Below is a sample IAM policy:
{
"Version": "2012-10-17",
"Statement": [
{
"Resource": [
"arn:aws:s3:::$Bucket-Name",
"arn:aws:s3:::$Bucket-Name/*"
],
"Effect": "Allow",
"Action": [
"s3:DeleteObject",
"s3:GetBucketLocation",
"s3:GetObject",
"s3:ListBucket",
"s3:PutObject"
]
}
]
}
I then created a set of IAM access/secret keys to be used in GitHub.
Create GitHub Repo / Configure Secrets
Next I created a new private GitHub repo.
Once that was created I configured two Secrets in the GitHub repo for my IAM keys.
AWS_ACCESS_KEY_ID
AWS_SECRET_ACCESS_KEY
Configure GitHub Actions/AWS CodePipeline
After that I created a CICD pipeline by configuring AWS CodePipeline to upload to my S3 bucket every time there was a push to my Master branch.
Map DNS
After deploying the website code (HTML, CSS, JS, ect...) to GitHub, my site was fully up and running. The final step I did was map
ryanscoolwebsite.com
as an Alias to the CloudFront distribution in my Route 53 hosted zone.

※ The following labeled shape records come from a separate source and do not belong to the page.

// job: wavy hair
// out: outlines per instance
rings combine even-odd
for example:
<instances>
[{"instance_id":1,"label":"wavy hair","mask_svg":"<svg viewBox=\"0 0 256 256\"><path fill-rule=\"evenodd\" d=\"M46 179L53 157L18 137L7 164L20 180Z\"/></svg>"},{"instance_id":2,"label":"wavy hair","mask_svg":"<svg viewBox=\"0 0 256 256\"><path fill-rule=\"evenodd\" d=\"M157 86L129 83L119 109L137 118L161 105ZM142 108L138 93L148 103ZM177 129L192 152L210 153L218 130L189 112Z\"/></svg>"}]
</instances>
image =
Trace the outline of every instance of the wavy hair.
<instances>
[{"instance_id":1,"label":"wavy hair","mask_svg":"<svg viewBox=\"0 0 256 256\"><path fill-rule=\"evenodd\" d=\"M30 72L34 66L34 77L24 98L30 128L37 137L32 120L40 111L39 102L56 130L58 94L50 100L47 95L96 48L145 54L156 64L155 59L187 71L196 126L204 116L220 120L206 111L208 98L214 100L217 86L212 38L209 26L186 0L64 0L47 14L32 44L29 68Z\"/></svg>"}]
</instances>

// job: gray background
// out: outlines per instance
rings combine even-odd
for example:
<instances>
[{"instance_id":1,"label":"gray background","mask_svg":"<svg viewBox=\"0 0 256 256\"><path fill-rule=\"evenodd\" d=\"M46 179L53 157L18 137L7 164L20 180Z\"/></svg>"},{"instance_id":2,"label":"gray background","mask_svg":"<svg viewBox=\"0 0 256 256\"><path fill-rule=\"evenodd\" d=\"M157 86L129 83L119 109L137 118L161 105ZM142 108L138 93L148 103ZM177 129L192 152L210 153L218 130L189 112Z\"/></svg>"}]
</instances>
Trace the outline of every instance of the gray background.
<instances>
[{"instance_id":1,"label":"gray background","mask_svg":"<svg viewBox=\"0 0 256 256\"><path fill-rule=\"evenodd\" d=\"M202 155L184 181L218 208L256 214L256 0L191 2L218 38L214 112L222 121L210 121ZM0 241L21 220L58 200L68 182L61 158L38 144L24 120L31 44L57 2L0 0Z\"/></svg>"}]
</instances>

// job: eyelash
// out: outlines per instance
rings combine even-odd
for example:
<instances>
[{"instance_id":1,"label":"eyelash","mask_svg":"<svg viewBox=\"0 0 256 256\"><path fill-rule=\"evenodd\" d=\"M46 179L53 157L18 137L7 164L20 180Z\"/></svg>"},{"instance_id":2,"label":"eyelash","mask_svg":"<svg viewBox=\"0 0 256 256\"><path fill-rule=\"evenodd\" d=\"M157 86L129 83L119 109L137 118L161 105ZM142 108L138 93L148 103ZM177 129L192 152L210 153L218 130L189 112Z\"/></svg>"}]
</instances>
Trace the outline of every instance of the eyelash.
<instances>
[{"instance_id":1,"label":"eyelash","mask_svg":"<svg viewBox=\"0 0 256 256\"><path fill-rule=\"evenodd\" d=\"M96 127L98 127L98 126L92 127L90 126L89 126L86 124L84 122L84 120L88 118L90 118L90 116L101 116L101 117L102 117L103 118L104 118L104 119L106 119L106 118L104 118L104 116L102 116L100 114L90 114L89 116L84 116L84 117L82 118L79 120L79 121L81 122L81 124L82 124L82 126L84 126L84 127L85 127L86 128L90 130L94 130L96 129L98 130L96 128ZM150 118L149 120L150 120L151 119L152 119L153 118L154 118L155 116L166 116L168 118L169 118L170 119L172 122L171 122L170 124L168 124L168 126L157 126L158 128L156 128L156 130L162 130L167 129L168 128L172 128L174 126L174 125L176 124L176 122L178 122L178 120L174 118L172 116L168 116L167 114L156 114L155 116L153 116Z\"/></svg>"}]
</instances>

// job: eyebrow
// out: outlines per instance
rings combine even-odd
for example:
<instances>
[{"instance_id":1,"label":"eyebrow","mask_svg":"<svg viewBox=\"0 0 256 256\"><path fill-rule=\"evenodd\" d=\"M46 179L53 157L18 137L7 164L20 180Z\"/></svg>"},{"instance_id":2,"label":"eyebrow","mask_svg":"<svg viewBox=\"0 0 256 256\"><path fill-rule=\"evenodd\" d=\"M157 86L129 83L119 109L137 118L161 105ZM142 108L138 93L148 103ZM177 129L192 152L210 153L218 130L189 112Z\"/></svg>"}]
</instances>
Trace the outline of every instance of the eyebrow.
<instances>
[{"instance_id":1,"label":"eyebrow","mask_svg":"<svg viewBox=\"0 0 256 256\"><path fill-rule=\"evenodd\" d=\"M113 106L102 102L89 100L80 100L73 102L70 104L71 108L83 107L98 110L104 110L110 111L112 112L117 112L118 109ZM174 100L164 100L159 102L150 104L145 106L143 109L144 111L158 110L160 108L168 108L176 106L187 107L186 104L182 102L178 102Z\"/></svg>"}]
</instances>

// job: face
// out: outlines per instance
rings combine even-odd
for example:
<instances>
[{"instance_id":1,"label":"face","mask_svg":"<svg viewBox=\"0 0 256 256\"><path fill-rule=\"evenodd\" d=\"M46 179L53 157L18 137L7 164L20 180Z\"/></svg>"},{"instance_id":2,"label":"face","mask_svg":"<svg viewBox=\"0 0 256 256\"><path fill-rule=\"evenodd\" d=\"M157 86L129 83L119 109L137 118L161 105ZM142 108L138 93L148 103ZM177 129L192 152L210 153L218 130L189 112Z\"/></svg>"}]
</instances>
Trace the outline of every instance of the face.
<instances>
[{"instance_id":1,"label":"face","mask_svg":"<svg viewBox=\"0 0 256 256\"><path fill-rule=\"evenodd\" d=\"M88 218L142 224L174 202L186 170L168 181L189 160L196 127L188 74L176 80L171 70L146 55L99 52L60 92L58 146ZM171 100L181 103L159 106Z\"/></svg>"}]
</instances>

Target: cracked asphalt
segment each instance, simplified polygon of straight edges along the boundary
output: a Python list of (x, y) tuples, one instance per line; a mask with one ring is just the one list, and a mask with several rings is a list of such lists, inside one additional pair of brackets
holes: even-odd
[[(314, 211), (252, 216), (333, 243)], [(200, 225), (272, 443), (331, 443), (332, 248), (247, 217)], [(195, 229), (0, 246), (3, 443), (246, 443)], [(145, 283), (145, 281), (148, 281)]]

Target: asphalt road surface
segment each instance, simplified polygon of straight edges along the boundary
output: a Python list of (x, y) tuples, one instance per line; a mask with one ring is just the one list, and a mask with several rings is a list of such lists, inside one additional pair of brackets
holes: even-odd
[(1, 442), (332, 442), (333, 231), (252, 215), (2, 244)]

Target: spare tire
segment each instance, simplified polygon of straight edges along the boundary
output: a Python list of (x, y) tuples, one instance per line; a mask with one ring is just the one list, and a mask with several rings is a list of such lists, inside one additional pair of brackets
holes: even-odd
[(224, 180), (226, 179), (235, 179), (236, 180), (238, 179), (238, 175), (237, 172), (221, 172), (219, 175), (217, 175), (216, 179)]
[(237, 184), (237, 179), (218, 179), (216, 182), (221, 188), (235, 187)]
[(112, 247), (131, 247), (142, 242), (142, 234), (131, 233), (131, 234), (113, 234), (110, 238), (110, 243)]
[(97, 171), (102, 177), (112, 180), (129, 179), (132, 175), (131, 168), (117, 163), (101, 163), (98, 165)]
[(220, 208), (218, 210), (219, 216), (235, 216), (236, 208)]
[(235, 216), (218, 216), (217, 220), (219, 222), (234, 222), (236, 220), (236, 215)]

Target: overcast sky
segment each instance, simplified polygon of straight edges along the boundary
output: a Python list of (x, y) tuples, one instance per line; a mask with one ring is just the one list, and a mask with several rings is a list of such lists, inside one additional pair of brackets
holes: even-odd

Finished Product & Security Considerations
My final product ended up being a fully functional static website that is served protected by a WAF.
Security was considered in every piece of infrastructure. Including the following:
- S3 Bucket Encryption with AES256.
- S3 Bucket can only be accessed via CloudFront OAI.
- S3 Bucket Public Access Settings are all set to block.
- CloudFront has a GeoRestriction to whitelist the US only.
- CloudFront uses an ACM Certificate.
- CloudFront using WAFV2 for layer 7 protection
- WAFV2 has multiple AWS managed rules attached.